Strong Growth is Yesterday’s News
New Zealand’s economy grew 0.8% in Q1, comfortably ahead of the RBNZ’s 0.4% forecast, with strength concentrated in goods production. Despite the quarterly pop, annual GDP was still down 1.1%, a reminder that broader conditions remain fragile.
Manufacturing rebounded 2.4%, helped by transport equipment and machinery, while business services also rose 2.4% thanks to a lift in IT-related activity. Healthcare chipped in with another solid quarter, up 1.4%. The bounce in goods-producing industries—up 1.3% after a sharp fall in Q4—was a key driver behind the upside surprise. The services side—the largest sector accounting for 73.6% of GDP—was softer, rising 0.4% overall.
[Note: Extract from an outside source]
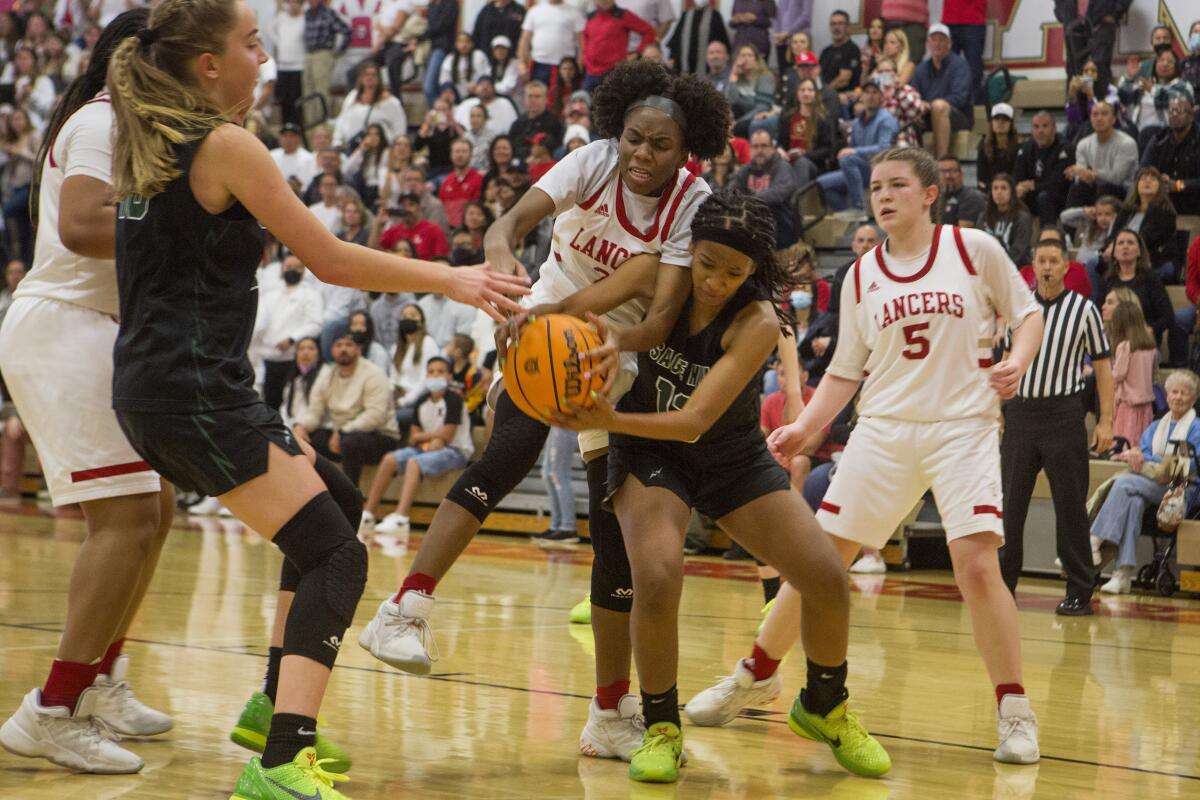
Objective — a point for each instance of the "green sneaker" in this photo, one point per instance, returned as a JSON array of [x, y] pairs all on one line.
[[303, 777], [582, 612], [255, 723], [659, 757], [851, 744]]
Despite topping market and RBNZ expectations, the data was rightly treated by traders as something akin to a historic document with little relevance to today.
NZD/USD Breaks Down
Source: TradingView
Downside risks for NZD/USD flagged earlier in the week have materialised, with the price tumbling to levels not seen since early June. Rather than being Kiwi-specific, the move was sparked by a Bloomberg headline stating the U.S. was readying for a possible attack on Iran in the “coming days.” It was enough to see NZD/USD break channel support it had been testing for several days beforehand, overwhelming buyers who had been lurking beneath .6000.
RSI (14) is trending lower and below 50. MACD remains above zero but has already crossed the signal line and is keeling over, adding to the sense that while not yet outright bearish, the momentum picture is shifting in that direction.
Downside levels to watch include the 50-day moving average, .5925—where the Kiwi bounced from in late May—along with .5900 and the important 200-day moving average. Having previously acted as support, .5990 may now revert to resistance if the bearish break were to reverse.